Second, despite the good results obtained in upscaling field-based woody biomass estimates with airborne lidar (Fig. ), future efforts should focus on reducing the level of uncertainty in the lidar biomass model. Greater confidence in biomass and carbon prediction could be achieved by turning to individual tree-based segmentation approaches. Developments in terrestrial lidar in particular show great promise for providing individual tree volumes and biomass estimates that can be scaled, together with their uncertainties, to plot and landscape scales . Furthermore, the rich 3-D models that terrestrial lidar provide will open up new avenues for exploring actual 3-D structural metrics.

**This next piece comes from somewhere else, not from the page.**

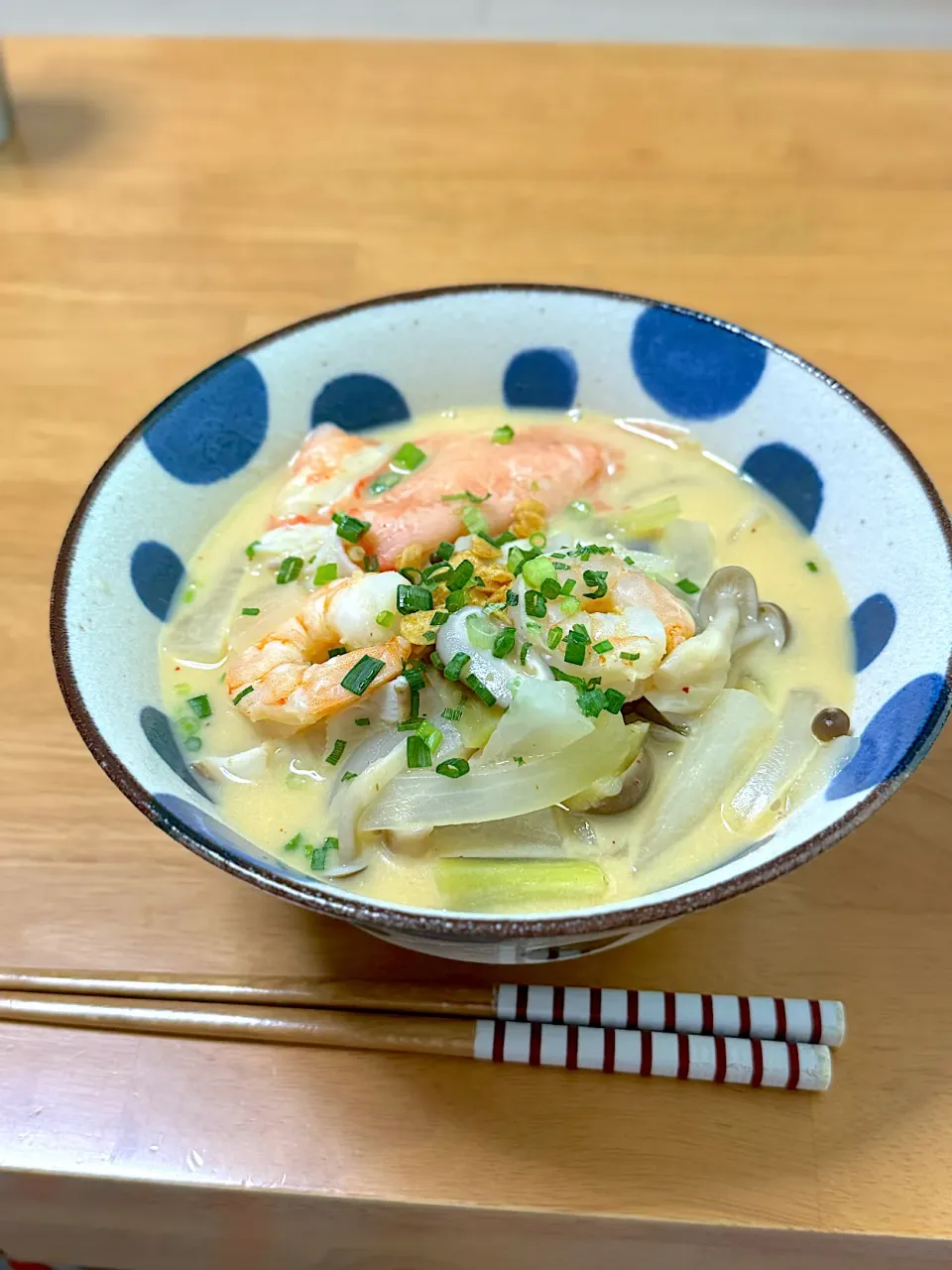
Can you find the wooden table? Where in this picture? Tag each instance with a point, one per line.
(171, 200)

Last, our analyses in this study rely on differences between treatments at a single point in time to infer the mechanisms underpinning woody structural modification. Although typical for this type of investigation, the single-time-point approach should ideally be complimented with time-series analyses of before and after fire events to better constrain the mechanisms underpinning structural change.

5 Conclusions

We quantified the magnitude of above-ground carbon reduction under different regimes by integrating airborne lidar, field surveys, and an ongoing fire regime experiment. Our results highlight the impact of late season burning on both carbon storage and canopy vertical profile structure. Clear relationships between biodiversity and fire regimes have proven difficult to establish in savannas, despite many attempts at linking floral and faunal diversity directly to fire regime patterns. The range of vertical profile responses that we have illustrated here under different experimental fire treatments could hold the key to unlocking stronger links between fire management and biodiversity responses. High-resolution lidar can expose the structural consequences of different management actions and make them more easily accessible for integration with biodiversity and ecosystem process studies.